Well, it was done in such a lovely and original way using art like you did.
That was a credit to particularly the main creative on that side, [executive creative director] Kevin [Brady]. It was like, what better way to stand your ground than use kindness and beauty as opposed to being adamant or being too defensive or being too on the offensive. The beautiful thing about that video is it also illustrated the fact that, yeah, in so many factors of life there are going to be negative, negative, negative opinions and pushback and pretty sad and hateful things said. The flip side of that is there was so much positivity [in response to the campaign] that overwhelmed the negativity. It made you think, “We are doing the right thing.” Your audience helps you. They become the advocates.
If the Honey Maid “This Is Wholesome” spot had run in say, 1992, you wouldn’t have been able to respond so quickly in that way that you did. Do you ever marvel at the things the Internet allows you to do these days?
I think we’re storytellers, and that’s a generic word, but back in the day before the Internet was so prevalent we were storytellers. We would put a neat package out in the world with a beginning, middle and end. Nowadays, we can instigate the story but we can let it flourish, and we can nudge it along the way.
Can you talk more about this subject? I’m wondering if all of the possibilities created in the digital space in the last 20 years have had a major impact on the way you do you job as a creative person.
I think the fundamentals haven’t changed. Fundamentally, you have to do something that people want to engage in. There are two parts to it. I think on some levels it can be overwhelming in the sense that you feel like some people or clients sort of feel like they have to chase the latest and try new things, and that can be dangerous.
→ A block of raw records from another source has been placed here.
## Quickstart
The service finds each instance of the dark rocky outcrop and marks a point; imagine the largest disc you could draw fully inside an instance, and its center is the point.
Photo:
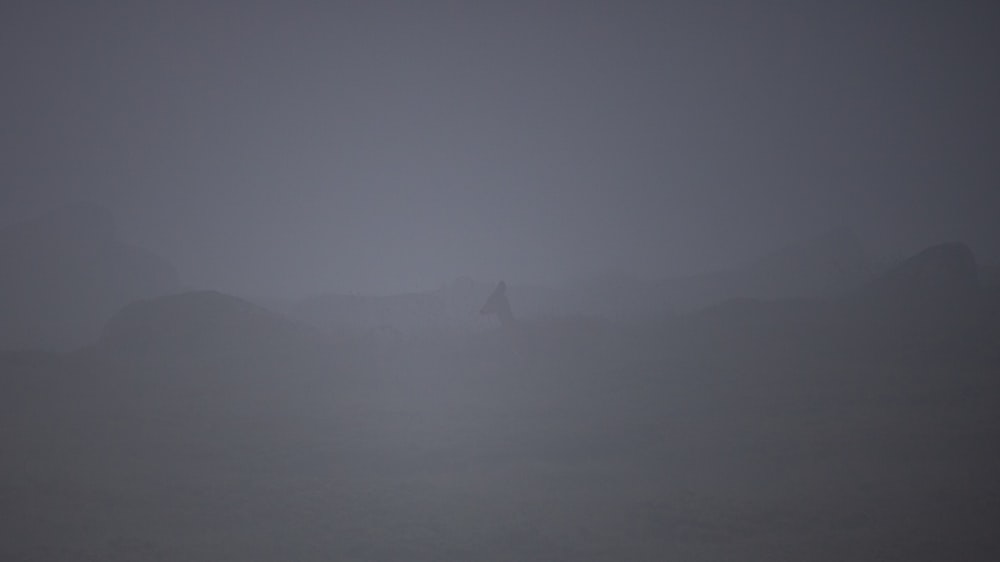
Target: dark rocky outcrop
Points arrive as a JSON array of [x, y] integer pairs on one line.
[[63, 274]]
But I think, if anything, it has put even more pressure on us to be better. That’s the one thing I like about the changing landscape is that consumers don’t have to endure what we create anymore. Creatives have to create work consumers want to engage in.
You recently hired Niklas Lindstrom as the new head of interactive production at Droga5. Did you give him a mandate when he took the job? What are you looking for him to bring to that position?
Niklas has an impressive track record, and I think we do as well, so we’re thinking together we can do even more exciting things. I mean, I feel like we’ve grown a great deal. We’re privileged to have some amazing clients. Our canvases are getting bigger and bigger, and we want to grow without compromise, and the more great brains you bring in, the better really. The mandate wasn’t sort of like we suddenly want to push into places we haven’t been — we just want to be better and better at what we do. It’s weird because if you broke down what amount of work we do that’s traditional and what’s digital, I wouldn't even know anymore. We don’t really have these conversations in the office at all.
It seems like those of us outside of the agencies are obsessing about that while those of you inside the agencies appear to be simply thinking about coming up with great ideas.
One hundred percent, and it’s only a great idea if it works, and it gets out there. Gone are the days where you just create something in an artificial environment like a boardroom, where you present it, and then you just put it out in the world, and that’s it. It’s much more about what the idea is and where it’s going to go and what we want the ramifications to be, and so you really need to think about the whole system.